Some bearded dragon owners like to get “cricket keepers” to house crickets so it is convenient for feeding. Expert note: Lots of crickets together in a tiny cage create quite a stink, as well as noise. If you live in town close to a pet shop and work out of the house, it’s just as easy to swing by to purchase the needed crickets when you are out and about. Of course, the choice is yours. Just remember, you might end up with pet crickets, along with a pet bearded dragon.
Owners of Pet Reptiles Bond, Share Tips
Once you choose to become a reptile owner it’s in your blood. Somehow when a cold-blooded reptile sits in a terrarium in your living room, he becomes a part of the family. You find yourself chatting with the pet reptile as you walk by from room to room. You chat with him when you feed him and clean the tank. You pet him and hold him just like a furry pet.

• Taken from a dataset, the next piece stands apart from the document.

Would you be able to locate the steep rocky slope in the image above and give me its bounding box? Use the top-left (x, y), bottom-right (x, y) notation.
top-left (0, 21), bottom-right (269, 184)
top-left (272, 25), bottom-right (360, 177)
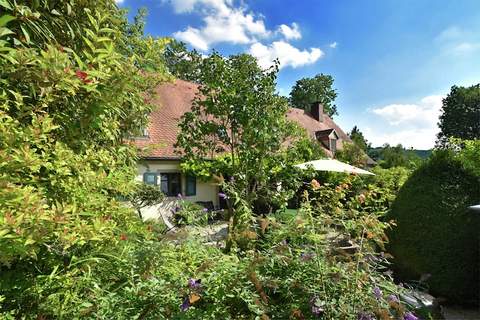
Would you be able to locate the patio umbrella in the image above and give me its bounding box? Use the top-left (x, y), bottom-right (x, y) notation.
top-left (295, 159), bottom-right (375, 175)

Once you become a pet reptile owner, you quickly learn who has the best feeder rats in town. You discover what day large crickets are delivered to your favorite local pet store. You learn to keep an extra heat lamp bulb on hand so when yours burns out you don’t have to run immediately to the store to buy one.
You find yourself telling the produce worker that you need fresh collard greens or better-looking sweet potatoes for your lizard. You no longer become squeamish if the bag of crickets or super-worms is next to the groceries you picked up at the store. You find yourself inviting your children’s friends over for playdates when it is snake feeding day.
Just like dog owners, reptile people bond in the pet stores sharing photos of their pet reptiles as they purchase crickets, super-worms, or rats. Many reptile owners have more than one reptile. Be sure to do an Internet search for reptile breeder shows near me. The shows are like visiting a reptile zoo but you can purchase your favorite reptile, the tank, and food all in one spot. Reptile shows are a great place to get unique patterns on a ball python. It is a great way to see reptiles of all kinds, not just ball pythons and bearded dragons, but also many other kinds of snakes and lizards, as well as turtles and a variety of amphibians.
No matter what reptile you choose to take home be sure to research the animal before you buy to ensure that you can take care of it when fully grown.